Democrats’ best offensive target is Texas, where controversial Republican Senator Ted Cruz is running for reelection. His likely general election opponent is Dallas Congressman Colin Allred. Overall, Texas has been trending Democratic despite recent Republican gains with Hispanic voters in South Texas. Given that Cruz is a WAR underperformer, we do not expect him to significantly outrun Trump like his colleague John Cornyn did in 2020. At the same time, Texas remains about 10 points to the right of the national popular vote, and an environment similar to 2020’s would likely result in a Cruz re-election. Out of an abundance of caution, we are starting the race at Likely Republican

Florida presents a similar scenario: a Republican-leaning state with a similarly-embattled incumbent Senator. The state’s recent rightward lurch, however, will likely help entrench Senator Rick Scott to a probable victory. Again, a rating of Likely Republican reflects the proper level of uncertainty for this race.
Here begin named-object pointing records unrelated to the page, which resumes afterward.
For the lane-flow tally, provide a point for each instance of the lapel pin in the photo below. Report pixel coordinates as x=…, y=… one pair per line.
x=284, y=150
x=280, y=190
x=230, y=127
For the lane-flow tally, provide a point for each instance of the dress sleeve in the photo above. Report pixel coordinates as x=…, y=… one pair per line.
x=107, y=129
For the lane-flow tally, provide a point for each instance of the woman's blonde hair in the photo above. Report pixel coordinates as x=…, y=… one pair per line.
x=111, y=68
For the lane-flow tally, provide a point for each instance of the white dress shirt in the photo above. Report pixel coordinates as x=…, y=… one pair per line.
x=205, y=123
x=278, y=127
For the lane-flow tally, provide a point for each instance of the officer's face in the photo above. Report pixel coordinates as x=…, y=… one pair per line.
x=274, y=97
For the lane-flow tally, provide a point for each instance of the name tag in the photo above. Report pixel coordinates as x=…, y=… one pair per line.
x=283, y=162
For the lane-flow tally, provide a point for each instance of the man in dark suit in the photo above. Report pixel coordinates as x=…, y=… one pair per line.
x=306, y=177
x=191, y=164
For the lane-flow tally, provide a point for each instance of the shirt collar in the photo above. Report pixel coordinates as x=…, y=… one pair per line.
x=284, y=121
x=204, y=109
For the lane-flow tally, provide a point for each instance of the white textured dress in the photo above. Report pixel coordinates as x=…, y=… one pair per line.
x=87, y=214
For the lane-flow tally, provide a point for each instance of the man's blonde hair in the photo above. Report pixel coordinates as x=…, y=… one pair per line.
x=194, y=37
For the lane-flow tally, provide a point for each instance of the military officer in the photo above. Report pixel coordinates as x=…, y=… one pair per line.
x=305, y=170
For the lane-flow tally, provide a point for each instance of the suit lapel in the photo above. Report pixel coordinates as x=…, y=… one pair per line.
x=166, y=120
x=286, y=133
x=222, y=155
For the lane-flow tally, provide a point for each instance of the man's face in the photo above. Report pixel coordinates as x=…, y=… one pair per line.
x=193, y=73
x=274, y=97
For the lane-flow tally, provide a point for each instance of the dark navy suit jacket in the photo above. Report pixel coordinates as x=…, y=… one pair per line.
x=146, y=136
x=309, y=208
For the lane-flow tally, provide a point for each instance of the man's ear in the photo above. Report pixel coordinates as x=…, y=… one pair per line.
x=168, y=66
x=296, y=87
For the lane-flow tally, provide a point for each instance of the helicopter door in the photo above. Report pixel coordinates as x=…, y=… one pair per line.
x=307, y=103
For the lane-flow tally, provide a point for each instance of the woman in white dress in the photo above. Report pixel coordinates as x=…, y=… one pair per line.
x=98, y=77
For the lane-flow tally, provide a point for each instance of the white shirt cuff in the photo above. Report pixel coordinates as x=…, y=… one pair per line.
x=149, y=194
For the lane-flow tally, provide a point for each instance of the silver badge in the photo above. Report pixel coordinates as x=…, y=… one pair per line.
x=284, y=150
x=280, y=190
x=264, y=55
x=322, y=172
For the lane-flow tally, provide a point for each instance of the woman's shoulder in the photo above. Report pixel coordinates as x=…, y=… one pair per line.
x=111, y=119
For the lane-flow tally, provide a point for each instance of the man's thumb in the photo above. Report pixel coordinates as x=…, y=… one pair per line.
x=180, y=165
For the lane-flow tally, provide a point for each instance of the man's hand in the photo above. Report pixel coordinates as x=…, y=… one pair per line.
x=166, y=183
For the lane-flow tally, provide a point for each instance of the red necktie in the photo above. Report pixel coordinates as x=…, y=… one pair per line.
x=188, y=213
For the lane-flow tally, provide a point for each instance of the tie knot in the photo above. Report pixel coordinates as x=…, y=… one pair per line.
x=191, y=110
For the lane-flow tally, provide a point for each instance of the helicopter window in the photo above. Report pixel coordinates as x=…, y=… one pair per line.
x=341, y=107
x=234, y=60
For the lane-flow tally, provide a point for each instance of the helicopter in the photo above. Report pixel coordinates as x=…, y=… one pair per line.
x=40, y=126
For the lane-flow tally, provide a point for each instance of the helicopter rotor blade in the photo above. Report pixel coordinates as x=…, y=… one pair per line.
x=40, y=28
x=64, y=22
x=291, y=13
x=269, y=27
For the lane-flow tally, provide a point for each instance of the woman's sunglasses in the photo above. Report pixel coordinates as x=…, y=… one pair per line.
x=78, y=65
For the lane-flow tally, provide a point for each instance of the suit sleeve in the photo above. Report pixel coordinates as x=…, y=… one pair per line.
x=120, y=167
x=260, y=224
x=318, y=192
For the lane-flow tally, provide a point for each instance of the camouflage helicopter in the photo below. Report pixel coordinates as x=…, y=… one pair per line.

Arizona is the final state of interest for 2024. Incumbent Senator Kyrsten Sinema, elected as a Democrat six years ago, may run for reelection as an independent. Democratic Congressman Ruben Gallego has already entered the race, which could become the most high-profile three-way contest in over a decade. 

In theory, a split liberal vote would reduce Democratic chances in Arizona, like it did in Florida in 2010. But Sinema’s low approval ratings among Democratic voters suggest she may actually draw more votes from independents and moderate Republicans than from Democrats. Her low approval ratings overall make her bid less threatening than that of then-incumbent Florida governor Charlie Crist in 2010. Controversial Republican underperformers from 2022 like Kari Lake and Blake Masters could also prove unelectable in a three-way race, even in a presidential year. We are starting the race at Tossup given the uncertainty this race portends.

Final Thoughts

The story of the 2024 map is likely to come down to the clash between candidate quality and fundamentals. In virtually every scenario in which the GOP nominates generic candidates, they would easily gain several seats, simply due to what fundamentals suggest about the partisan balance of the map. But that hypothetical is not the world we currently live in, and given the sheer number of races lost by the Republicans due to suboptimal candidates of late, we believe that the burden of proof lies on the GOP to prove that they have the discipline, as a party, to nominate candidates who can exploit these openings against a slate of strong Democratic candidates. The Republicans remain favored to flip the chamber in our initial set of ratings, but these gains are far from guaranteed at the moment.